How does that all sound?

rcuocolo commented 3 years ago

This may be the correct interpretation. Therefore, all PROSTATEx2 lesions were surely PI-RADS 3+, but not all PROSTATEx-PROSTATEx2 lesions were PI-RADS 2. From a practical point of view, this does not allow to deduce PI-RADS scores with sufficient certainty. In general, I think there is little sense to trying to add PI-RADS scores to this dataset. As stated in my previous posts, there is no way to check a non-biopsied lesion retrospectively. Only the PROSTATEx2 set could be used, with blinded readers, but the data is heavily unbalanced towards clinically significant lesions compared to actual clinical practice (which may produce bias in and of itself in a blinded reader). My suggestion would be to avoid these situations altogether, unless the original PROSTATEx maintainers were not willing to provide additional clinical data. More than PI-RADS, PSA at the time of the exam would be much more interesting. It could also be worthwhile to contact them in the future to see if, given the amount of time passed from the original challenge, the test set classes could be publicly released. This would allow to expand our efforts to those cases as well.

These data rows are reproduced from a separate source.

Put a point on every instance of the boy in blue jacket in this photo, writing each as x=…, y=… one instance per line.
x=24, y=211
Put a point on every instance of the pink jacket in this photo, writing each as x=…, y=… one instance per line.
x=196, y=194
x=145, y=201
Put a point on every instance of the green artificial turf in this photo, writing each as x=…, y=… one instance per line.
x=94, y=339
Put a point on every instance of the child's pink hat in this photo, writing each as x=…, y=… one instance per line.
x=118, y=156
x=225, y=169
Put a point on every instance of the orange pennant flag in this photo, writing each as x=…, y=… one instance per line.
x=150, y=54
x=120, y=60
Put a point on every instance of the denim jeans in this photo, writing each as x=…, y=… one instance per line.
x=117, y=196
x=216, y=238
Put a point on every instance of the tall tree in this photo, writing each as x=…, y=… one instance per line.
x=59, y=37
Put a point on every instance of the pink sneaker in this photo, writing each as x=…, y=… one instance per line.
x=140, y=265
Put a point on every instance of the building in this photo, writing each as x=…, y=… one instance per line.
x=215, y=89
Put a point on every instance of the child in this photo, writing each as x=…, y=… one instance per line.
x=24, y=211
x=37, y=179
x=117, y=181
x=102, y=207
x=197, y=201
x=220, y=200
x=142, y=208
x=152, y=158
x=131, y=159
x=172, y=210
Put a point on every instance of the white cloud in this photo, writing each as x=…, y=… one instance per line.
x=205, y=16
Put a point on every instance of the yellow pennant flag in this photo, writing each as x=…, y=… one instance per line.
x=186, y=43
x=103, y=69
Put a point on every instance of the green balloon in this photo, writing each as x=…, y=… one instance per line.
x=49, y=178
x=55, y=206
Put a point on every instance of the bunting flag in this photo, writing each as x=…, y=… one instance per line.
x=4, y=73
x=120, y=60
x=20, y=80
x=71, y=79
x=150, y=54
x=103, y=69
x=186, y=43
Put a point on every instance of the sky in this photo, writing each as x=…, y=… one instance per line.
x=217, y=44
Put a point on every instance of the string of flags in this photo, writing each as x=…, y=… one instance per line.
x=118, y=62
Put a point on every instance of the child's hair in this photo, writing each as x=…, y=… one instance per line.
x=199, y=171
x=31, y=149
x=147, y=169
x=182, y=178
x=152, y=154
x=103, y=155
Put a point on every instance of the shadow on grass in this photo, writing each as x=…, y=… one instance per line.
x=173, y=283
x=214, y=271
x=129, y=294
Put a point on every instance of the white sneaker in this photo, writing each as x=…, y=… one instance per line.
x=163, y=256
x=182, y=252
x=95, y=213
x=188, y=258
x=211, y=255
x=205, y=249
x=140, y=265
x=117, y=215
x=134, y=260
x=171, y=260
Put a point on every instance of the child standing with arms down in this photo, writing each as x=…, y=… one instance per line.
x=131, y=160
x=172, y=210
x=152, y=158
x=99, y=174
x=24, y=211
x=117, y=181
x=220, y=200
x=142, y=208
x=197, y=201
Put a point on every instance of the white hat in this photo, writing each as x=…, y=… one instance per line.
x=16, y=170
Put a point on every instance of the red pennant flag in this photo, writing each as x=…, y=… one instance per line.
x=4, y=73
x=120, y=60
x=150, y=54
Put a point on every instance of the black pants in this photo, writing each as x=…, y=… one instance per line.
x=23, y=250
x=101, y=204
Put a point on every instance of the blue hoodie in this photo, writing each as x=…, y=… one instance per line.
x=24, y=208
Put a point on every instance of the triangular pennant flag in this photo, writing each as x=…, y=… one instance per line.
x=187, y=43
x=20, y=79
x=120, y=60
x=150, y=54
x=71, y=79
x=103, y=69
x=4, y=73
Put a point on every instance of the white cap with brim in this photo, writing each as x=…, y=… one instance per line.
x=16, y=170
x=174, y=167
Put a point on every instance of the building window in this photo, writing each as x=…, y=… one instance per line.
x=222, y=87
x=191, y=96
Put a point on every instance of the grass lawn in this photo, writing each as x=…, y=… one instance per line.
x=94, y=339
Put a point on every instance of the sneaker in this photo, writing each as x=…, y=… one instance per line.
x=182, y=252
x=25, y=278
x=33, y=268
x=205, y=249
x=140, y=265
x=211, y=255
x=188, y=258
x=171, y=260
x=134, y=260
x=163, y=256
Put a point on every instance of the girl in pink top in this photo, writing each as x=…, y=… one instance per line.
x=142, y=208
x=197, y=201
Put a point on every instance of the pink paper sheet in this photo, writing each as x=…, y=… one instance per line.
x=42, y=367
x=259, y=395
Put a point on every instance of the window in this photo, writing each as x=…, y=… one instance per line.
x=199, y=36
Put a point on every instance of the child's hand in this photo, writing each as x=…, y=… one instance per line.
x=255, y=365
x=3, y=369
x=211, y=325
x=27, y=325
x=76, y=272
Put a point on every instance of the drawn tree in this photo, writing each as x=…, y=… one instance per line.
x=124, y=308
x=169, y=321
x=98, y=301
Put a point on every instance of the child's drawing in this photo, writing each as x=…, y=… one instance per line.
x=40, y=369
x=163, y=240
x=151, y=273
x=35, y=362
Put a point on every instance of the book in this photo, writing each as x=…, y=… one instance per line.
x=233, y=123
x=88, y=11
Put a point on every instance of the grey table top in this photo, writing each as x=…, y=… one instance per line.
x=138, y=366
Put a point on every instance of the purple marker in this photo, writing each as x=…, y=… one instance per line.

pritesh-mehta commented 3 years ago

Thanks Renato. Agree that we cannot deduce PI-RADS. I emailed Henkman Huisman a few weeks ago to see if they could release PI-RADS scores, but the reply was they did not have time currently to update for PI-RADSv2. I also asked if clinical variables like age, PSA, PSA density could be released, but Henkman does not want to as they do not currently have the capacity to make the PROSTATEx challenges more clinical. I have not asked for labels for the test set. I think this can be closed now. Happy we were able to reach a greater understanding. I think you will need to update the file PROSTATEx_Classes.csv as a follow-up action, changing "No biopsy" label to "No biopsy (PI-RADS = 2) / benign" or whatever you feel describes the situation best.

rcuocolo commented 3 years ago

Thank you for helping clear this issue. Shortly, I will rename the class csv file, probably "no biopsy information" is more accurate as we can not know which lesions underwent biopsy without finding cancer and which did not and presenting a "double information" (as your example) could be confusing if someone does not read this thread or have good knowledge of the dataset.